In 2008, Time magazine named Robinson a "Hero of the Environment" for his optimistic focus on the future.

| Year | Award | Work honored for |
|---|---|---|
| 1984 | World Fantasy Award for Best Novella | "Black Air" |
| 1984 | Science Fiction Chronicle Readers Poll-novella | "Black Air" |
| 1985 | Locus Award for Best First Novel | The Wild Shore |
| 1988 | Nebula Award for Best Novella | "The Blind Geometer" |
| 1988 | Asimov's Reader Poll Novella | "Mother Goddess of the World" |
| 1991 | John W. Campbell Memorial Award for Best Science Fiction Novel | Pacific Edge |
| 1991 | Locus Award for Best Novella | "A Short, Sharp Shock" |
| 1992 | Science Fiction Chronicle Readers Poll Short Fiction | "Vinland the Dream" |
| 1993 | BSFA Award for Best Novel | Red Mars |
| 1994 | Hugo Award for Best Novel | Green Mars |
| 1994 | Locus Award for Best Science Fiction Novel | Green Mars |
| 1994 | Nebula Award for Best Novel | Red Mars |
| 1997 | Hugo Award for Best Novel | Blue Mars |
| 1997 | Locus Award for Best Science Fiction Novel | Blue Mars |
| 1997 | Ignotus Award-foreign novel | Red Mars |
| 1998 | Ignotus Award-foreign novel | Green Mars |
| 1998 | Prix Ozone SF novel, foreign | Blue Mars |
| 1999 | Seiun Awards foreign novel | Red Mars |
| 2000 | Locus Awards Best Collection | The Martians |
| 2003 | Locus Award for Best Science Fiction Novel | The Years of Rice and Salt |
| 2013 | Nebula Award for Best Novel | 2312 |
| 2016 | Robert A. Heinlein Award | Entire body of work |
| 2018 | Arthur C. Clarke Award for Imagination in Service to Society | Entire body of work |

==Personal life==
Robinson and his wife have two sons.

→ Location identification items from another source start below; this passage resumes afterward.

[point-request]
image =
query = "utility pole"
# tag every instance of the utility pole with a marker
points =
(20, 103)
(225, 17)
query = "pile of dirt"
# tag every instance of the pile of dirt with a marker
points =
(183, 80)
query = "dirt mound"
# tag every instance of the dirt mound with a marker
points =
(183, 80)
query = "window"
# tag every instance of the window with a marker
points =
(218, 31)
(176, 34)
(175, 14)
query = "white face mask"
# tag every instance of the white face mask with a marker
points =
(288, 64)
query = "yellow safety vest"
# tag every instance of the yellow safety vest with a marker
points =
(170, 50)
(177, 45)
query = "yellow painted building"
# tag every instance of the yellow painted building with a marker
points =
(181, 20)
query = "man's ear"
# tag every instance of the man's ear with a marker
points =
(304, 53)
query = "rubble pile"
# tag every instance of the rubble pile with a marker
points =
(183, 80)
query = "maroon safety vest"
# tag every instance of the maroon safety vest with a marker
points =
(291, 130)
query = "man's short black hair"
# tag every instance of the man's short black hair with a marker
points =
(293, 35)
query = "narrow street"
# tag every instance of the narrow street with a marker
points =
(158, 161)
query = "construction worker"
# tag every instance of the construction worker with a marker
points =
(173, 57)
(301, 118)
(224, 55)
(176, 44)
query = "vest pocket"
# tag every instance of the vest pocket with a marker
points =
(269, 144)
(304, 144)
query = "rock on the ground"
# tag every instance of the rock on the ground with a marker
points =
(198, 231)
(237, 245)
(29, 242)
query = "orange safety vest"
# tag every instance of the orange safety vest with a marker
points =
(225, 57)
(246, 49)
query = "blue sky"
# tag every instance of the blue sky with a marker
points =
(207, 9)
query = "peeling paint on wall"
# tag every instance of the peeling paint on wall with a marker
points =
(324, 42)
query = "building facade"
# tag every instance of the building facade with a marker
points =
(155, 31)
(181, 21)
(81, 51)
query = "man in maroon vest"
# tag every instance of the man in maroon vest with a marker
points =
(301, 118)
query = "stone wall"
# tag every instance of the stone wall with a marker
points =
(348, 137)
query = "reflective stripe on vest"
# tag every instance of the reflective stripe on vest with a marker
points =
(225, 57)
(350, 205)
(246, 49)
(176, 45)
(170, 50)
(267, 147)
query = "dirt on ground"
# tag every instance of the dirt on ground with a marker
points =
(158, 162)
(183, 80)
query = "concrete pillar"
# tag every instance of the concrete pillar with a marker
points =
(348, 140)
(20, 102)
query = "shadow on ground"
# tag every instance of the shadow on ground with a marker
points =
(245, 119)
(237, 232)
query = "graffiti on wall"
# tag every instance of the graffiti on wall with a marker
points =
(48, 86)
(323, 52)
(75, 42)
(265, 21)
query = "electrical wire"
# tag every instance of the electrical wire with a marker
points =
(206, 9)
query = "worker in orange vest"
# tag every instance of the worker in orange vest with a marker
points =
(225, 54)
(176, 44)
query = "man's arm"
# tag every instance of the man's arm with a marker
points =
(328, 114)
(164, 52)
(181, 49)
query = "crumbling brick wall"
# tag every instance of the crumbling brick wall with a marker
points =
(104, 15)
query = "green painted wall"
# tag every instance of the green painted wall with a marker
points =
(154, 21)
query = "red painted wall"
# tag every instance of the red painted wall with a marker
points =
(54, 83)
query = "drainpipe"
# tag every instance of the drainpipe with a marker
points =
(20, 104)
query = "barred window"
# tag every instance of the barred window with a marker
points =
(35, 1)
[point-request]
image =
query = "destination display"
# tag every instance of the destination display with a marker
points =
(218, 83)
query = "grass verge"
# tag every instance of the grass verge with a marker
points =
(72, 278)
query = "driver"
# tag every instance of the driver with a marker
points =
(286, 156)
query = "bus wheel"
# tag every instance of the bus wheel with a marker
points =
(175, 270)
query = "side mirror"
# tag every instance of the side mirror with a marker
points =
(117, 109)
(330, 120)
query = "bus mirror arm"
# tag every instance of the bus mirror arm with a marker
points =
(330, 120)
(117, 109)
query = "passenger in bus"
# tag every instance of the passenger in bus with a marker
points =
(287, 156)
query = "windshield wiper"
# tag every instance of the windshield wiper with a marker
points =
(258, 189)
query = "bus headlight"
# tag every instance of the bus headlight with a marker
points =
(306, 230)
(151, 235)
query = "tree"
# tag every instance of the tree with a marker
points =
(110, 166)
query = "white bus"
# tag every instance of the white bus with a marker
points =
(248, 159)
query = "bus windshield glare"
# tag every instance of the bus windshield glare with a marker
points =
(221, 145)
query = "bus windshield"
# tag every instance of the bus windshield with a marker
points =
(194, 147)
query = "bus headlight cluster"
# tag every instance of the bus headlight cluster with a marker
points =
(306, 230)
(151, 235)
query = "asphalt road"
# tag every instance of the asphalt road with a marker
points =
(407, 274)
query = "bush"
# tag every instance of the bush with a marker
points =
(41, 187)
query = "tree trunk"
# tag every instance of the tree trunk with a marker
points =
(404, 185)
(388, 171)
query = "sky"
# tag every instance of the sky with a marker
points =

Robinson has lived in Washington, D.C.; California; and Switzerland (during some of the 1980s). At times, Robinson was a stay-at-home dad. He later moved to Davis, California, in a cohousing community.

Robinson has described himself as an avid backpacker, with the Sierra Nevada serving as his home mountain range and a significant influence on his worldview.

Politically, Robinson identifies as a democratic socialist; in a February 2019 interview, he mentioned that he is a dues-paying member of the Democratic Socialists of America. He has also commented that libertarianism never "[made] any sense to me, nor sounds attractive as a principle."